Gerçekte ne ve kim olduğunun farkında olmayanlar ise bütün olmayı üç boyutlu araçlarla kendi dışlarında aramaya devam edeceklerdir.  Ancak hedeflerine ulaştıkları zaman bile asla bulmayacaklardır çünkü üç boyutlu kavramlar geçidir, onları destekleyen inanç dışında hiçbir şey yoktur. İlahi tamlık ve bütünlük ezeli ve ebedidir, asla değişmez, asla yok olmaz.

Cinsel çekimin aşk olarak tanıtılması ve buna olan inanç, çoğunlukta sayılamayacak kadar çok kalp acısı yaratmıştır. Bu aynı zamanda bilet satar, filmlerin reklamını yapar ve pek çok işyerinin çalışmasını sağlar ancak dünya bu dar kavramların dışına çıkmaya hazırdır.

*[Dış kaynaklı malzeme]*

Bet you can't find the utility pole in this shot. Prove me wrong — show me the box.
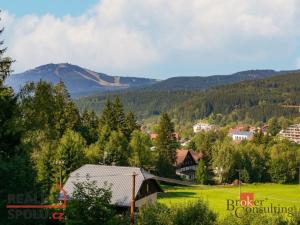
[130,172,137,225]
[298,166,300,185]
[55,160,64,188]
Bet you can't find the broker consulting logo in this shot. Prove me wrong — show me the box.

Diğer kişiye aldırmadan kendi keyfine bakmak için bir yol haline geldiğinde cinsellik, sevgiden yoksun bir üç boyutlu aktivite haline gelir ve kişinin eski enerji kalıplarına bağımlı ve saplanıp kalmasına sebep olur. Aynı zamanda ilgili kişiler arasında enerji bağlarının yaratılmasını sağlar.

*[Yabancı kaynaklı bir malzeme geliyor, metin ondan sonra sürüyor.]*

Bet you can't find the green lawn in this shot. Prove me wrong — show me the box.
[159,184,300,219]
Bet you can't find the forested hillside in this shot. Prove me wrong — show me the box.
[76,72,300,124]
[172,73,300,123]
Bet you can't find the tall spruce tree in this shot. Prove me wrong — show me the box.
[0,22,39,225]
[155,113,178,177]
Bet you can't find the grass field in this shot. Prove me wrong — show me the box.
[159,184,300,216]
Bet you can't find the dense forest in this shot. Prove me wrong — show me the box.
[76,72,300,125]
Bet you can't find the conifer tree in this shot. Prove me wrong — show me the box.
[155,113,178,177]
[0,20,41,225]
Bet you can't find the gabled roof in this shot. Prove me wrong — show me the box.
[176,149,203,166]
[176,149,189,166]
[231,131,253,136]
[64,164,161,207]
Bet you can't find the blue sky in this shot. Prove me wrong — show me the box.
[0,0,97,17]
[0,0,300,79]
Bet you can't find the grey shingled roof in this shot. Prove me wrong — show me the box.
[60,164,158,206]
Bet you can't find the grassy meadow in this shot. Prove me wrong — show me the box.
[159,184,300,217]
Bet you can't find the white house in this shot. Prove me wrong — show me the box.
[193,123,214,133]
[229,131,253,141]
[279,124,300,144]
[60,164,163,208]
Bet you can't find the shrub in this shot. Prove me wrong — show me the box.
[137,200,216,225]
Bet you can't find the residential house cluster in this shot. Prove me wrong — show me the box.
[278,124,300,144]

Cinsellik, cazibe ve birbiriyle olma arzusu sevginin yüzleridir fakat sadece bir enerjik hizalanma da olabilirler. Bir geçmiş yaşam bağlantısı olabilir veya belki de bir kişi bir başkasının mükemmel partner kavramına uymaktadır. Belki diğer kişi (yabancı ya da tanıdık kişi) sizinkine benzer inançlar taşımaktadır (uyum/hizalanma). Enerjik uyum sevgi anlamına gelmeyebilir fakat bu sevgiye yol açabilir ve sapasağlam bir ikili ilişki için gereklidir.

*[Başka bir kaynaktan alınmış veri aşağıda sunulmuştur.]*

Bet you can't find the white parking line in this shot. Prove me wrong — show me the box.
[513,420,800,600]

Cinselliğin yaşanması ilgili kişilerce sıklıkla sadece keyifli bir rahatlama olarak görülür. Ancak diğer her şeyde olduğu gibi, bunun da çok daha derin bir gerçekliği vardır. Gerçek ruhani özünde, eril ve dişi enerjinin çok güçlü BİR haline gelmesi ve bundan da evrimleşmiş yeni bilincin doğmasıdır.

Kendileri ve partnerleri hakkındaki ruhani gerçeği bilenler, cinsel ilişkilerine sevgi ve saygı getirirler, bunun sadece fiziksel rahatlama değil, bir ruhani deneyim olmasına izin verirler. Bu seviyedeki farkındalıktayken girilen ilişkiler cinsel yönelimi ne olursa olsun, her iki bireyi de çok daha yüksek farkındalığa taşıma potansiyeline sahiptir. Bu gerçek pek çok kadim kutsal öğreti ekolü tarafından araştırılıp öğretilmiştir.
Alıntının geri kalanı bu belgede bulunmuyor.